The order to depart came from admiral Pere de Montcada’s ship. All 117 vessels began to pull out of the harbor. Arnau and Ramon walked home along the beach.
“Off they go,” said Ramon, “to conquer Mallorca.”
Arnau nodded without a word. Yes, off they went. On their own, leaving behind their problems and their heartbreak. Cheered off as heroes, their minds set on one thing: war. What he wouldn’t have given to be among their number!
ON THE TWENTY-FIRST of June of that same year, Pedro the Third attended mass in the cathedral of Mallorca, in sede majestatis, wearing the traditional robes, attributes, and crown of the king of Mallorca. Jaime the Third had fled to his possessions in Roussillon.
The news reached Barcelona and spread through the mainland; King Pedro had taken the first step toward keeping his word of reuniting the kingdoms split on the death of Jaime the First. Now all that was left was for him to conquer the territory of the Cerdagne and the Catalan lands on the far side of the Pyrenees: Roussillon.

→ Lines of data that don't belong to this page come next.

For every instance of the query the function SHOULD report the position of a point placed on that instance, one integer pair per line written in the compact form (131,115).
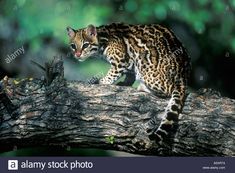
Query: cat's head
(83,42)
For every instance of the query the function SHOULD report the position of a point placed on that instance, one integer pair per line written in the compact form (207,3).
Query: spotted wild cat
(149,53)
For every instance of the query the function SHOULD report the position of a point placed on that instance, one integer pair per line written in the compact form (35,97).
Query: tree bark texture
(53,111)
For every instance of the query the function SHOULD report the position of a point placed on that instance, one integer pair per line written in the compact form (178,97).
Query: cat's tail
(171,115)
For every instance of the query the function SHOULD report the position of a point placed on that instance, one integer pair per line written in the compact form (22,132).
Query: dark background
(205,27)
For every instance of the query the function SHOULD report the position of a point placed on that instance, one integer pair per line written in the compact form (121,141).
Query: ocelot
(149,53)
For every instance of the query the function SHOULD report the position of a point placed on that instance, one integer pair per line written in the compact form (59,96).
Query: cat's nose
(78,54)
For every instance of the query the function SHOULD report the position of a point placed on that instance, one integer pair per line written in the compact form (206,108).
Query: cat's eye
(85,45)
(73,46)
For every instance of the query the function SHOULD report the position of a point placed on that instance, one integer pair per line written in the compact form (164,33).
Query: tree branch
(110,117)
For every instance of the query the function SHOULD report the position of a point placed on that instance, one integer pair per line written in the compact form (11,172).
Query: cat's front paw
(94,80)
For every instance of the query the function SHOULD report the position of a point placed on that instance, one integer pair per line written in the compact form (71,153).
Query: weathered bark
(38,113)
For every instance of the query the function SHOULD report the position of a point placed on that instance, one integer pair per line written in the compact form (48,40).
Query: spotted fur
(151,52)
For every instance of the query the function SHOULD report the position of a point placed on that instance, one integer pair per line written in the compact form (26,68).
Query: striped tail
(170,117)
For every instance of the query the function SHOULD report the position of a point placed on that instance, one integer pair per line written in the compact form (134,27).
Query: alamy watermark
(14,55)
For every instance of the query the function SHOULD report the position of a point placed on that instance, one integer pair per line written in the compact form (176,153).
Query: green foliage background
(206,28)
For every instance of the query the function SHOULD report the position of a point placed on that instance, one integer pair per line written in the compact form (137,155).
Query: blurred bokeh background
(31,29)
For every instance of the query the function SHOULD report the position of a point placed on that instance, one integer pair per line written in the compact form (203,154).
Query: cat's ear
(91,30)
(71,32)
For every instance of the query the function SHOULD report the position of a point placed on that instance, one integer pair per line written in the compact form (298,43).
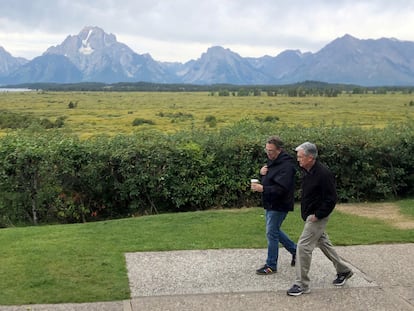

Throughout the long month that the Mallorca campaign had lasted, Arnau could not get the image of the royal fleet leaving the port of Barcelona out of his mind. When the ships were already some way from the shore, everyone on the beach split up and returned home. What reason did he have for following them? To receive care and affection he did not deserve? He sat in the sand until long after the last sail had disappeared beyond the horizon. “Lucky them, to be able to leave their problems behind,” he said to himself over and over again. Throughout that month, whenever Aledis lay in wait for him on the track up to Montjuic, or when afterward he had to face Maria’s loving attention, Arnau could hear the shouts a
nd laughter of the Almogavar company, and see the fleet slipping into the distance. Sooner or later, he would be found out. A short while earlier, while Aledis was still panting on top of him, someone had shouted from the track. Had they heard the two lovers? They lay for a while holding their breath; then Aledis laughed and fell on him again. The day he was found out... it would mean disgrace, expulsion from the guild. What would he do then? How would he manage to live?
When on the twenty-ninth of June, 1343, the whole city of Barcelona came down to meet the royal fleet assembled in the mouth of the River Llobregat, Arnau had made his decision. The king had to fulfill his promise to conquer Roussillon and the Cerdagne, and he, Arnau Estanyol, would be part of his army. He had to get away from Aledis! Perhaps if he did that, she would forget him, and when he got back ... He shuddered: after all, this was war; men would die. But perhaps when he returned he could take up his tranquil life with Maria once more, and Aledis would no longer pursue him.
King Pedro the Third ordered his ships to enter the port of Barcelona in strict order of hierarchy: first the royal galley, then that of infante Don Pedro, then Pere de Montcada’s, followed by the one Lord Eixèrica commanded, and so on.
While the rest of the fleet waited, the royal galley made its way into port and sailed round it, so that everyone who had gathered on the shore could see it and cheer.
Arnau heard how everyone roared their approval as the ship passed in front of them. The bastaixos and boatmen were standing close to the water, ready to build the pontoon for the king. Also waiting next to the bastaixos were Francesc Grony, Bernat Santcliment, and Galcerà Carbó, all of them Barcelona aldermen, and other guild aldermen. The boatmen began to maneuver their craft into place, but the aldermen told them to wait.